Tamoxifen has been used for decades to treat and prevent breast cancer. It blunts estrogen, which fuels the growth of most tumors that occur after menopause, but also acts like estrogen elsewhere in the body and has previously been shown to raise the risk of blood clots and uterine cancer. Raloxifene, sold as Evista by Eli Lilly & Co. for osteoporosis, is believed less likely to cause these problems.

The study tested the drugs in nearly 20,000 postmenopausal women at high risk of breast cancer because of gene mutations, family history or other reasons. (Raloxifene's safety in premenopausal women is unknown.)

Results were released Monday at the cancer meeting and will be in the June 21 issue of the Journal of the American Medical Association.

The results:

--Invasive breast cancers: 168 among the 9,745 raloxifene users; 163 among the 9,726 who took tamoxifen.

--Non-invasive breast cancers: 57 in the tamoxifen group; 80 in raloxifene users.

--Uterine cancers: 36 among the 4,732 on tamoxifen; 23 in the 4,712 on raloxifene. (Half of the women in the study had had a hysterectomy and therefore were not at risk of uterine cancer).

--Less serious forms of breast cancer developed in 57 women on tamoxifen and 80 on raloxifene.

All of these results were a draw, statistically, meaning neither drug was better than the other.

Tamoxifen users probably would have had more uterine cancers as time went on, because they had more cases of abnormal uterine growths requiring hysterectomies, said Joseph Costantino of the University of Pittsburgh, the study's statistician.

Blood clots in the legs or lungs developed in 141 of the 9,726 on tamoxifen and in 100 of the 9,745 on raloxifene — a result that did meet statistical muster.

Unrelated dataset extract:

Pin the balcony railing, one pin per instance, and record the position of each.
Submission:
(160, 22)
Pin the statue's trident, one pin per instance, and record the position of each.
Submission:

The difference of 41 clots among nearly 20,000 women is extremely small, and the real message is that both drugs are relatively safe, the cancer society's Lichtenfeld said.

"It's not necessarily going to change my practice" of prescribing tamoxifen, said Dr. George Somlo, co-director of the breast program at City of Hope Cancer Center in Duarte, Calif.

"The winners are the women because they now have choices" of two good drugs for preventing breast cancer, said the cancer institute's Ford.

Price probably won't drive decisions, unless Lilly raises the cost of Evista should it win Food and Drug Administration approval for breast cancer prevention. Generic tamoxifen costs $100 a month and Evista, as sold now for osteoporosis, $75.

In a separate analysis reported on Monday, Dr. Patricia Ganz of UCLA's Jonsson Cancer Center, compared quality of life among 973 tamoxifen and 1,101 raloxifene users in the study and found no difference in how they rated their overall physical and mental health.

However, weight gain, pain during sex, joint pain and vaginal dryness were more common in raloxifene users. Hot flashes, vaginal bleeding and discharge, bladder problems and leg cramps were worse for women on tamoxifen.

"There is a subtle difference between tamoxifen and raloxifene, with the tamoxifen women maintaining their sexual activity a little bit better ...," Ganz said.

Problems like hot flashes have kept many women from taking tamoxifen despite its known benefits, said the "father" of the drug, researcher V. Craig Jordan of the Fox Chase Cancer Center in Philadelphia.